The Earth Our Mother – Back to the Garden

 Recently a friend recommended a documentary film: Kiss the Ground. Apparently, it’s available on Netflix. I watched the trailer - https://kissthegroundmovie.com/ It’s about how we can affect the earth in positive ways by how we grow things.

It made me think about my experience with gardens.

Although we lived in an apartment in Kiel, Germany, my parents rented a garden plot on the edge of the city, as did my grandfather. There’s a long tradition of this in many cities in Germany. Sometimes people own the land and pass it down through the family; in other cases they rent a plot. In large cities like Berlin, which has grown every larger, there are garden plot sections within the city scattered here and there from when the edge of the city was different than it is now.

My father trained to become a Gärtner – literal translation gardener – he worked as a landscaper in cities.

My parents had no car, so they used to bike out into the country. I have clear memories of riding on my father’s bike with him (a front side saddle) out to the garden. I’m sure he grew cabbages and potatoes – those were staples in our household – but I mainly remember the sweet yellow plums that grew in the neighbouring plot and leaned over a little into ours. Sometimes I was allowed to eat a couple of those plums.

Years later in Canada, my father worked on farms and the farmers always had gardens. We probably had plots, too, but I don’t remember them. Once we moved into town, into our own house, we definitely had a garden that grew through the years – raspberries, flowers, bushes and trees. We must have had vegetables, too, but I can’t recall.

After university, marriage and a bit of wandering, I settled in Saskatoon and almost always had a garden except for the brief periods when I lived in an apartment.

At times creating a garden meant digging up a dirt driveway and adding compost every year. Now and then the garden was huge. I was always adding plants – got raspberry canes from my father, bought strawberry plants. Moved plants, too, and got some from friends, gave some away. I love perennials because they are so easy care – many of them require little water, which is an advantage in a prairies landscape.

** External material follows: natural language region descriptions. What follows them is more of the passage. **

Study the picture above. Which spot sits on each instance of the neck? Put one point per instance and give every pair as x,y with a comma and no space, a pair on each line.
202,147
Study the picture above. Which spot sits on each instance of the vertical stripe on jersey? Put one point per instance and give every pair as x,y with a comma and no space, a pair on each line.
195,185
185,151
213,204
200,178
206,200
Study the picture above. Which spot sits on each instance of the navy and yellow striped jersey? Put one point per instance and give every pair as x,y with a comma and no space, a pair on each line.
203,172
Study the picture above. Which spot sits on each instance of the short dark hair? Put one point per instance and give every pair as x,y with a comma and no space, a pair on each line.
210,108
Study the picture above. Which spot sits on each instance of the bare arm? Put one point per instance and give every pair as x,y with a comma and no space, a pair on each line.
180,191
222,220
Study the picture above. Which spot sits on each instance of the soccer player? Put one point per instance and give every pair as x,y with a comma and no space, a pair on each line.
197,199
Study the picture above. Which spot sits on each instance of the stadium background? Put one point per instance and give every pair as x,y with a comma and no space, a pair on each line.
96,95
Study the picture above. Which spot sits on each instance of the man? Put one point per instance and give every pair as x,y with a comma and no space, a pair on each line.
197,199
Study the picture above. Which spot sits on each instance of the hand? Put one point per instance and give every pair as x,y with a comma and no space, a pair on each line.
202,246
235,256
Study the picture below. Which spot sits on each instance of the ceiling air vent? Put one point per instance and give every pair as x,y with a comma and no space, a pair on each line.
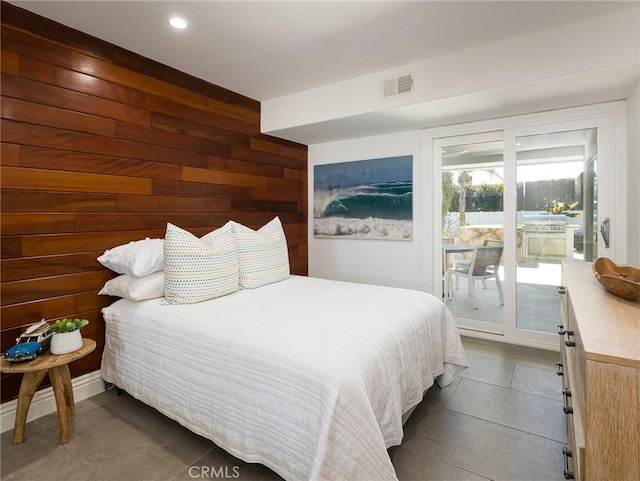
397,86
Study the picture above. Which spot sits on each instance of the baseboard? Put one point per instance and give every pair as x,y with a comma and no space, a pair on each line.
44,402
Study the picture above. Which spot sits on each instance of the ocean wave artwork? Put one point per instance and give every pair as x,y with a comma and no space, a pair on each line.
366,199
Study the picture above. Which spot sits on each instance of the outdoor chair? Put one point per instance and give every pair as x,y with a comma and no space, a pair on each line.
484,264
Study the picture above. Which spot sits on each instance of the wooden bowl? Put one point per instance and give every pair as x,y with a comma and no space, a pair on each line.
623,281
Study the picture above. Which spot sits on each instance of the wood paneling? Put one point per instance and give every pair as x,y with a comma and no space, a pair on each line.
101,146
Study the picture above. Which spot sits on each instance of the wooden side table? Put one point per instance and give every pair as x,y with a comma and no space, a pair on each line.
34,371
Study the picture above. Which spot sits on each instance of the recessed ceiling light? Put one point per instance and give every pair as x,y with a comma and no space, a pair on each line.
178,23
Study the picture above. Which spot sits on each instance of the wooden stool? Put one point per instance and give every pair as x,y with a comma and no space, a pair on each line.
34,371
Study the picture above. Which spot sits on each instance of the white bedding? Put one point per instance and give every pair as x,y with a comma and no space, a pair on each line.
307,376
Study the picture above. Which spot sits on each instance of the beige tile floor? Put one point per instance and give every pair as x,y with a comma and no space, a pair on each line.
500,420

I’ve lived in my current house since 1993 – a lot of years in which to develop a yard and garden. I make adjustments of some kind or another every year. I’ve gradually removed grass and have more perennials. I have only one Saskatoon bush now (used to have two), but also raspberries and strawberries. My gooseberries haven’t done well for a while so this fall I pruned the bush significantly. If that doesn’t help, I may take the bush out entirely. I have perennial herbs like tarragon and chives. Lots of flowering plants including bush roses, peonies, globe flowers, monkshood, lilies, and so on.

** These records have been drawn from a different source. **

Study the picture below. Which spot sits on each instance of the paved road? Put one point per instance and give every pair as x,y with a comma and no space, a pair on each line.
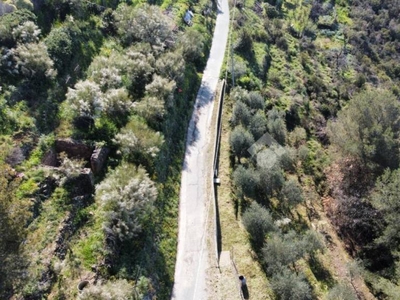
192,258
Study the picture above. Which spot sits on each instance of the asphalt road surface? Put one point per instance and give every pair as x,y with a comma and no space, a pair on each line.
192,257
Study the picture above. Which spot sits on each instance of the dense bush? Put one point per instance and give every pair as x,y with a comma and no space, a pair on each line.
290,286
258,222
368,129
126,197
240,141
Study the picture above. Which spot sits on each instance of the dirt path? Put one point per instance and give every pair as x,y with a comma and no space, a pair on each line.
192,257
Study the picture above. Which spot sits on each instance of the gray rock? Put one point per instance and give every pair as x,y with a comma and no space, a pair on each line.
98,159
50,159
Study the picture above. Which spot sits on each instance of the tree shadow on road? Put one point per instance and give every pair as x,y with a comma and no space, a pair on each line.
204,96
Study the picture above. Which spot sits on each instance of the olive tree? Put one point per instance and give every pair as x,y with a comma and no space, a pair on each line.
246,180
240,141
240,114
291,194
137,139
33,61
258,222
146,23
288,285
368,128
87,99
27,32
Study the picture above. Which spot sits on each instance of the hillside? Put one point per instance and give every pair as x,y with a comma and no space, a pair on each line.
95,100
313,111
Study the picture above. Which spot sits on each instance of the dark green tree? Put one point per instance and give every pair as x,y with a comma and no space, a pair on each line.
291,194
386,198
369,129
240,114
287,285
240,141
258,124
258,222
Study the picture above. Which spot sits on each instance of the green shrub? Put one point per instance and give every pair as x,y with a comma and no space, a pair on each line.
290,286
126,198
258,222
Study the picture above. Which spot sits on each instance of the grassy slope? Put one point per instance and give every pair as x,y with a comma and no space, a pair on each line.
333,265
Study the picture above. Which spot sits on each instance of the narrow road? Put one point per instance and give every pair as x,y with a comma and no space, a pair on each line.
192,257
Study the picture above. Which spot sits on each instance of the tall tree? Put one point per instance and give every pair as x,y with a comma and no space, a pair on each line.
369,129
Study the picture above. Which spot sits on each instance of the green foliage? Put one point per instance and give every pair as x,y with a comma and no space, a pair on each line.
146,23
276,126
27,32
272,176
87,100
290,286
283,250
240,115
138,142
368,129
33,61
117,289
240,141
10,21
13,217
192,45
60,47
291,194
341,292
385,198
126,198
258,222
246,180
258,124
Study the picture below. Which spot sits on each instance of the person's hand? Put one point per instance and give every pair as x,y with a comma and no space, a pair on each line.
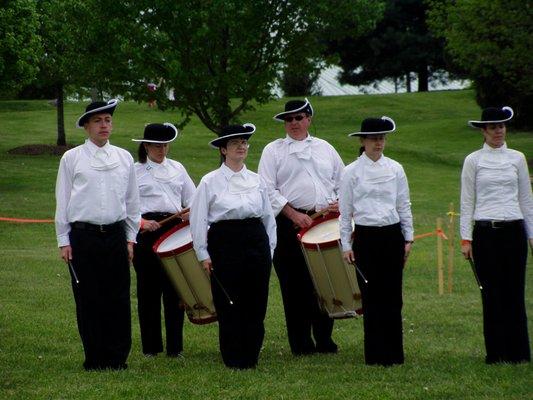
207,265
130,251
408,246
301,220
349,256
334,207
150,225
65,253
466,249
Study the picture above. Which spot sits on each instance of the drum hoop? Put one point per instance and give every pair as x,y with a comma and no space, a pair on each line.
317,221
175,251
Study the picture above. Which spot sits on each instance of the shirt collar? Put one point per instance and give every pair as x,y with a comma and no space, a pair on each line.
154,164
290,140
498,149
368,160
228,172
94,148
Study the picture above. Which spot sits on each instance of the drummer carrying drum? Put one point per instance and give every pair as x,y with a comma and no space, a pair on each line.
237,249
302,174
496,223
374,194
165,189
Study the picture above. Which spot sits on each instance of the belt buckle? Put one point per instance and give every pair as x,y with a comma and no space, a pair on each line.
494,226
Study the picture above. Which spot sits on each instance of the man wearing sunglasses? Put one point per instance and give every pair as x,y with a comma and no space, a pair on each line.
302,174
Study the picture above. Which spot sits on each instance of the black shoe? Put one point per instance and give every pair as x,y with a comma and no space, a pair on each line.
328,348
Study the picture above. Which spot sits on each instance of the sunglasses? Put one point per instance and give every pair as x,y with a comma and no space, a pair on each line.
297,118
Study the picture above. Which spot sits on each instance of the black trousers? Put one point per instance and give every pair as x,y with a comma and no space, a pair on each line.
153,284
500,257
302,312
240,252
379,254
102,296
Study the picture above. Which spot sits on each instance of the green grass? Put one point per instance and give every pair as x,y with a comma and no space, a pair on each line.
40,350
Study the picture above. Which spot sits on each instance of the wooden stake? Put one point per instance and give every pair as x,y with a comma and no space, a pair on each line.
440,261
451,247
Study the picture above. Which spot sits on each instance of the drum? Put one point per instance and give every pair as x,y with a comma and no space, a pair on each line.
186,273
334,279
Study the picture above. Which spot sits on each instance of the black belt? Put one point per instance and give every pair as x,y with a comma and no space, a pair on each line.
308,212
377,228
499,224
246,221
156,216
85,226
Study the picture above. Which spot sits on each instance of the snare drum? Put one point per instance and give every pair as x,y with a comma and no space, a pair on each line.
186,273
334,279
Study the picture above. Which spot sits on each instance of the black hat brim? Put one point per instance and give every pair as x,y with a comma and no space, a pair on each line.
221,141
281,116
362,133
160,141
481,124
109,108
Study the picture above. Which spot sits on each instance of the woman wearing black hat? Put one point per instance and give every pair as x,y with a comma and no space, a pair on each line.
165,189
374,194
237,249
97,219
496,199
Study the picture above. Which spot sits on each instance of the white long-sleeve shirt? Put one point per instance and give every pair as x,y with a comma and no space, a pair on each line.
165,187
89,191
224,194
306,173
495,186
374,194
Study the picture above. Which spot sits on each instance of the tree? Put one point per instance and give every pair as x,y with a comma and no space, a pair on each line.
399,45
492,41
217,57
20,45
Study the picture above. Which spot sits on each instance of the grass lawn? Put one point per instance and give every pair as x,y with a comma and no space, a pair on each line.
40,349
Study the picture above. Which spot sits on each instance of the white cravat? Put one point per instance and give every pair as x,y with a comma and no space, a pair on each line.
104,158
238,184
302,148
163,172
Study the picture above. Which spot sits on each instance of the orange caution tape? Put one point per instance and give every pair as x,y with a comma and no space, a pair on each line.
436,232
25,220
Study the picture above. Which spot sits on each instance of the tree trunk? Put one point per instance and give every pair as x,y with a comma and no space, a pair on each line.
61,137
408,82
423,79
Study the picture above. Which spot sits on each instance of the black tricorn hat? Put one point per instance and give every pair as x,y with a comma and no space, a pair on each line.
159,133
376,126
231,132
493,115
295,106
97,107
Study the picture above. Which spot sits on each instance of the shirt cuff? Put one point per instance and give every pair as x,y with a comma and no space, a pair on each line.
202,255
63,240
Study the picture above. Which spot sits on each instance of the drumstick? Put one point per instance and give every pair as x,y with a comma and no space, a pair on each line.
221,287
359,271
73,271
173,216
475,273
178,214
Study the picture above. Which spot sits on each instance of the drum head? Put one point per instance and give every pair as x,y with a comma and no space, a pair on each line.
322,233
175,241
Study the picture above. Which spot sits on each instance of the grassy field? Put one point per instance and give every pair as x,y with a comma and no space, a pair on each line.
40,349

My garden is pretty much organic. I compost.

This fall I put in some paving stones in a shady area where not much grows well. I’ll put in a few more paving stones next spring and make a seating area. Take out more grass in another spot. Plant some tomatoes among the flowers. Plant onions and garlic again (which I haven’t done for a while), and more herbs. Always carrots and peas. I’m thinking of creating a mini green house with some old windows that I’ve been saving for years.

I put in more bird feeders and an extra bird bath late this summer and every morning I enjoy the avian socialization that goes on around those.

“A garden is a lovesome thing,” wrote Thomas Edward Brown, and I agree.